柔道整復師の将来
柔道整復師の将来は、これまでの独立開業だけでなく、介護保険の開始に伴い、機能訓練指導員やケアマネジャー(介護支援専門員)など新たな資格への道や、養成施設数の急増により教育機関での活躍が期待されるなど、大きく変化してきている。
機能訓練指導員・ケアマネジャー
介護保険法施行により、柔道整復師の免許があれば、介護保険法上、機能訓練指導員の資格を持つことになった。老人福祉施設で、機能訓練指導員という役割が期待される。なお機能訓練指導員は、柔道整復師のほかに、看護師(正・准看護師)、理学療法士、作業療法士、言語聴覚士、あん摩マッサージ指圧師の有資格者となる。

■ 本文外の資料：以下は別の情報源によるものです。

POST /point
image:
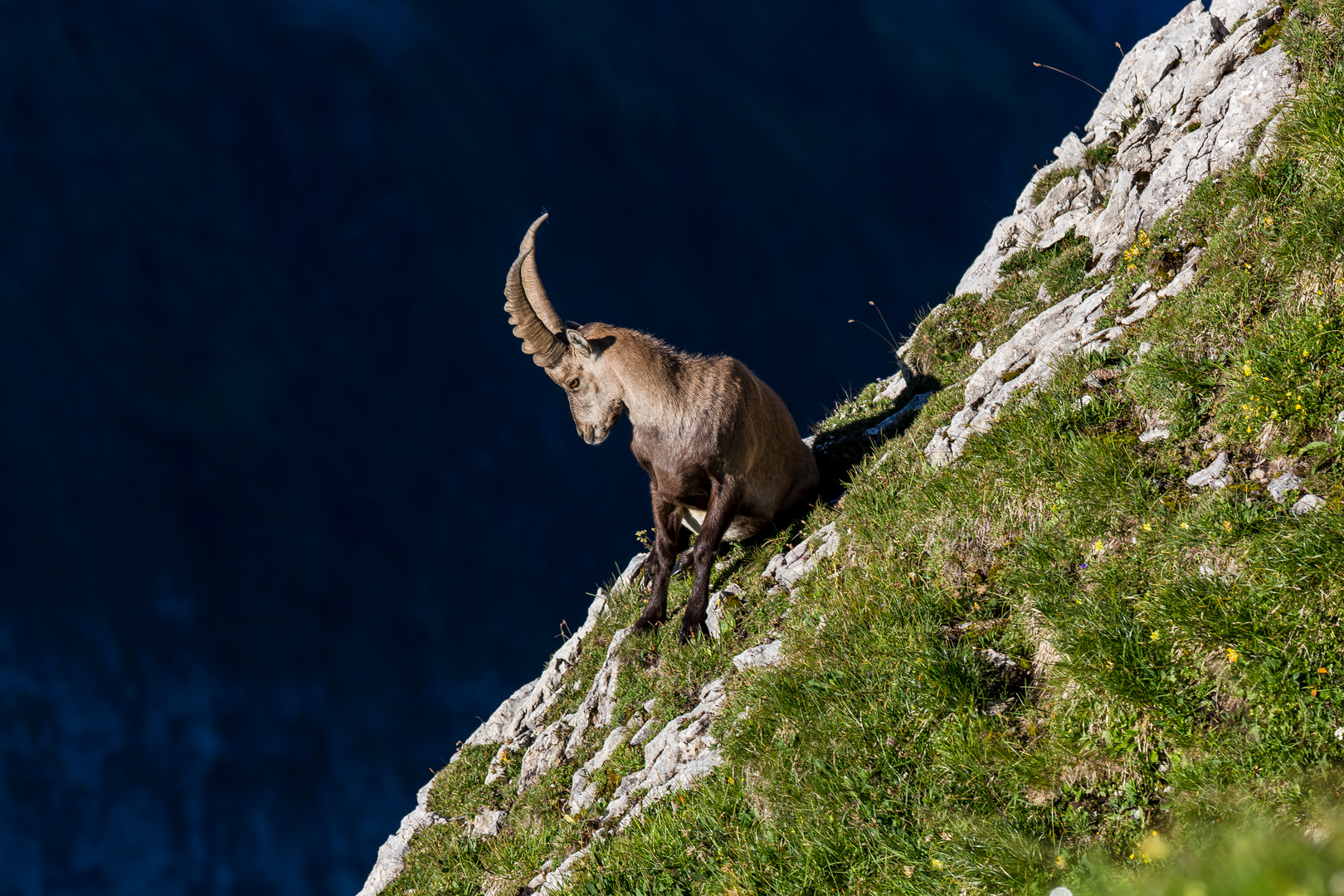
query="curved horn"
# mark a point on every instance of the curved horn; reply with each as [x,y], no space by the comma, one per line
[533,281]
[544,344]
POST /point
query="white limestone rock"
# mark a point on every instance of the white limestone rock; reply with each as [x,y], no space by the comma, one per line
[487,822]
[901,418]
[1307,504]
[1025,360]
[1281,485]
[760,655]
[492,730]
[789,567]
[1211,475]
[1196,99]
[721,602]
[583,793]
[392,855]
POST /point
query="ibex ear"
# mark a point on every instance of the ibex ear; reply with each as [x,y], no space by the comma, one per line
[582,345]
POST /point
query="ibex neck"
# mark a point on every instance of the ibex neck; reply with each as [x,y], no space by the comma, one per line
[650,381]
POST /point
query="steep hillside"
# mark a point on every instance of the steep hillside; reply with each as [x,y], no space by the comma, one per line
[1073,614]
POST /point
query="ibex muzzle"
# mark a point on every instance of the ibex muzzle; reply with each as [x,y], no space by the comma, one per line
[721,449]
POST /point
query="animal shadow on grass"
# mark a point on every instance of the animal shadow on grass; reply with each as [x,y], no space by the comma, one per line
[838,453]
[840,450]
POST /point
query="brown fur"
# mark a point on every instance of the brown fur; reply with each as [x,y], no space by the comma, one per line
[710,434]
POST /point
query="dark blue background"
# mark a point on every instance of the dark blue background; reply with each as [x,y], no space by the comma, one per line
[284,508]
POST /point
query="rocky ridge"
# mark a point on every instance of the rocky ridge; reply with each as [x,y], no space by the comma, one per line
[1186,102]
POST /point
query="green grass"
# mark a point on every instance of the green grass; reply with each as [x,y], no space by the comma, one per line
[1176,735]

また柔道整復師として5年以上の実務経験があれば、ケアマネジャー(介護支援専門員)になるための試験を受けることができる道も開かれた。ケアマネジャー資格取得後は、老人福祉施設や居宅介護支援事業などのケアマネジャーとして働くことが可能だ。
教育分野で活躍する柔道整復師
1998年14校だった柔道整復師養成施設。しかし1998年、学校新設を認めなかった厚労省の処分を取り消す判決が福岡地裁で言い渡されたこともあり、その後、養成施設が急増。専門学校だけでなく、4年制大学も認可されて、2008年4月には97校になった。それゆえ柔道整復師の養成にかかわる教員のニーズが高まっている。
スポーツ分野で活躍する
古来の柔道から生まれた柔道整復師は、野球やサッカーなどスポーツ選手の健管管理や応急処置を行うスポーツトレーナーに適している。スポーツトレーナーの国家試験は現時点でないが、それに近いものとして、1988年厚生大臣の認定された健康運動指導士という資格がある。健康運動指導士になるには、養成講習会または養成校を修了し認定試験に合格する必要がある。柔道整復師の場合、免許があり、4年制大学卒または、柔道整復師資格取得後、2年以上運動指導に従事した経験者が講習を受講できる。